Aurora borealis and australis:

  • In the northern part of our globe, the polar lights are called aurora borealis or Northern Lights and are seen from the US (Alaska), Canada, Iceland, Greenland, Norway, Sweden and Finland.
  • In the south, they are called aurora australis or southern lights, and are visible from high latitudes in Antarctica, Chile, Argentina, New Zealand and Australia.
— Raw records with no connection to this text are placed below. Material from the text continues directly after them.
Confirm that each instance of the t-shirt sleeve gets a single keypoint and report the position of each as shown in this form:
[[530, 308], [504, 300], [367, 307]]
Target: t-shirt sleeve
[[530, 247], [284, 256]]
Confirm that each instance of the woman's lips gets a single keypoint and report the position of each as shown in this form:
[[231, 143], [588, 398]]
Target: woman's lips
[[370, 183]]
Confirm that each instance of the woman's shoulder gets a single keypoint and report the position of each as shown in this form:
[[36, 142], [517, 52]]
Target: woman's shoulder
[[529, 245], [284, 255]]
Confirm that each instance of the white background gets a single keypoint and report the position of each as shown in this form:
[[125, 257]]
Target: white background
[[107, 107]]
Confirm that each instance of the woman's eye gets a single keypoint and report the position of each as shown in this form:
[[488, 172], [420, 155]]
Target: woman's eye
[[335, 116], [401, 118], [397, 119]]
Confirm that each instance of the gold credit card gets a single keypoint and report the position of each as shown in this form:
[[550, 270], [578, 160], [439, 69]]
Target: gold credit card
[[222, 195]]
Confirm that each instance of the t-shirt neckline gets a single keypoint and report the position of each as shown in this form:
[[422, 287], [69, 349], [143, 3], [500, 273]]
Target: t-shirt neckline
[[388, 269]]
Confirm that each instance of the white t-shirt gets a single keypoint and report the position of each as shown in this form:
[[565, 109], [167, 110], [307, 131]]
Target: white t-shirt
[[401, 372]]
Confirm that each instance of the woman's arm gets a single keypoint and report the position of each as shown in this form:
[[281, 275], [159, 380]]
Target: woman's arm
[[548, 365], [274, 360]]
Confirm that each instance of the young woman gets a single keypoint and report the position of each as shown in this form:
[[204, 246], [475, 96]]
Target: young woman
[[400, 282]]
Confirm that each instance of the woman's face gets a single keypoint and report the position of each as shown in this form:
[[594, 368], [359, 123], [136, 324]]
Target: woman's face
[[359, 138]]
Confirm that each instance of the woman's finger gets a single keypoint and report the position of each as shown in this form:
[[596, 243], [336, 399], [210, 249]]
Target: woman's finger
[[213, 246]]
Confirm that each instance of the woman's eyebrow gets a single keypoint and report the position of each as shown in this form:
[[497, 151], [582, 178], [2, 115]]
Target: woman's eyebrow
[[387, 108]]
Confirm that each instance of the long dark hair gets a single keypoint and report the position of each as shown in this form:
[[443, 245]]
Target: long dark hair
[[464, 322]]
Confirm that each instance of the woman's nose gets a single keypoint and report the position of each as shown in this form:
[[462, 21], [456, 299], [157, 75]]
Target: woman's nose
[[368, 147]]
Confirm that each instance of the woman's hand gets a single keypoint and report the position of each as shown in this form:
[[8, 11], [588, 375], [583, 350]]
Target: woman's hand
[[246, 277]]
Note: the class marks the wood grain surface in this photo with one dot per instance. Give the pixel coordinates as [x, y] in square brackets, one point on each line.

Significance of the findings:

  • Studying Martian auroras is important for scientists, for it can offer clues as to why the Red Planet lost its magnetic field and thick atmosphere– among the essential requirements for sustaining life.
  • With the information gathered during the UAE’s Mars mission, scientists will have a better understanding of the climate dynamics of different layers of Mars’ atmosphere.

What is a Magnetosphere?

  • It is that area of space, around a planet, that is controlled by the planet’s magnetic field.
  • The shape of the Earth’s magnetosphere is the direct result of being blasted by solar wind. The solar wind compresses its sunward side to a distance of only 6 to 10 times the radius of the Earth.
  • A supersonic shock wave is created sunward of Earth called the Bow Shock.
  • Most of the solar wind particles are heated and slowed at the bow shock and detour around the Earth in the Magneto sheath.
  • The solar wind drags out the night-side magnetosphere to possibly 1000 times Earth’s radius; its exact length is not known.
  • This extension of the magnetosphere is known as the Magnetotail. The outer boundary of Earth’s confined geomagnetic field is called the Magnetopause.
  • The Earth’s magnetosphere is a highly dynamic structure that responds dramatically to solar variations.